In one possible topology, a switch uses the BMP feature to receive its IP address, configuration files, and boot image
from a DHCP server that connects to the switch through the VLT domain. In the port-channel used by the switch to
connect to the VLT domain, configure the port interfaces on each VLT peer as hybrid ports before adding them to
the port channel (refer to Connecting a VLT Domain to an Attached Access Device (Switch or Server)). To configure
a port in Hybrid mode so that it can carry untagged, single-tagged, and double-tagged traffic, use the portmode
hybrid command in Interface Configuration mode as described in Configuring Native VLANs.
For example, if the DHCP server is on the ToR and VLTi (ICL) is down (due to either an unavailable peer or a link
failure), whether you configured the VLT LAG as static or LACP, when a single VLT peer is rebooted in BMP mode, it
cannot reach the DHCP server, resulting in BMP failure.
Software features supported on VLT port-channels
In a VLT domain, the following software features are supported on VLT port-channels: 802.1p, ingress and egress ACLs,
BGP, DHCP relay, IS-IS, OSPF, active-active PIM-SM, PIM-SSM, VRRP, Layer 3 VLANs, LLDP, flow control, port
monitoring, jumbo frames, IGMP snooping, sFlow, ingress and egress ACLs, and Layer 2 control protocols RSTP only).
NOTE:
PVST+ passthrough is supported in a VLT domain. PVST+ BPDUs does not result in an interface shutdown.
PVST+ BPDUs for a nondefault VLAN is flooded out as any other L2 multicast packet. On a default VLAN, RTSP is
part of the PVST+ topology in that specific VLAN (default VLAN).
For detailed information about how to use VRRP in a VLT domain, refer to the following VLT and VRRP interoperability
section.
For information about configuring IGMP Snooping in a VLT domain, refer to VLT and IGMP Snooping.
All system management protocols are supported on VLT ports, including SNMP, RMON, AAA, ACL, DNS, FTP, SSH,
Syslog, NTP, RADIUS, SCP, TACACS+, Telnet, and LLDP.
Enable Layer 3 VLAN connectivity VLT peers by configuring a VLAN network interface for the same VLAN on both
switches.
Dell Networking does not recommend enabling peer-routing if the CAM is full. To enable peer-routing, a minimum of two
local DA spaces for wild card functionality are required.
Software features supported on VLT physical ports
In a VLT domain, the following software features are supported on VLT physical ports: 802.1p, LLDP, flow control, IPv6
dynamic routing, port monitoring, and jumbo frames.

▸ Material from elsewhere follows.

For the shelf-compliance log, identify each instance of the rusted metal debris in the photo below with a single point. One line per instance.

Software features not supported with VLT
In a VLT domain, the following software features are supported on non-VLT ports: 802.1x, DHCP snooping, FRRP, ingress
and egress QOS.
VLT and VRRP interoperability
In a VLT domain, VRRP interoperates with virtual link trunks that carry traffic to and from access devices (refer to
Overview). The VLT peers belong to the same VRRP group and are assigned master and backup roles. Each peer actively
forwards L3 traffic, reducing the traffic flow over the VLT interconnect.
VRRP elects the router with the highest priority as the master in the VRRP group. To ensure VRRP operation in a VLT
domain, configure VRRP group priority on each VLT peer so that a peer is either the master or backup for all VRRP
groups configured on its interfaces. For more information, refer to Setting VRRP Group (Virtual Router) Priority.

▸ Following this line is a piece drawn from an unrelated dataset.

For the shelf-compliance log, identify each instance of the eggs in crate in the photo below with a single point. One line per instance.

To verify that a VLT peer is consistently configured for either the master or backup role in all VRRP groups, use the
show vrrp command on each peer.
Also configure the same L3 routing (static and dynamic) on each peer so that the L3 reachability and routing tables are
identical on both VLT peers. Both the VRRP master and backup peers must be able to locally forward L3 traffic in the
same way.
In a VLT domain, although both VLT peers actively participate in L3 forwarding as the VRRP master or backup router, the
show vrrp command output displays one peer as master and the other peer as backup.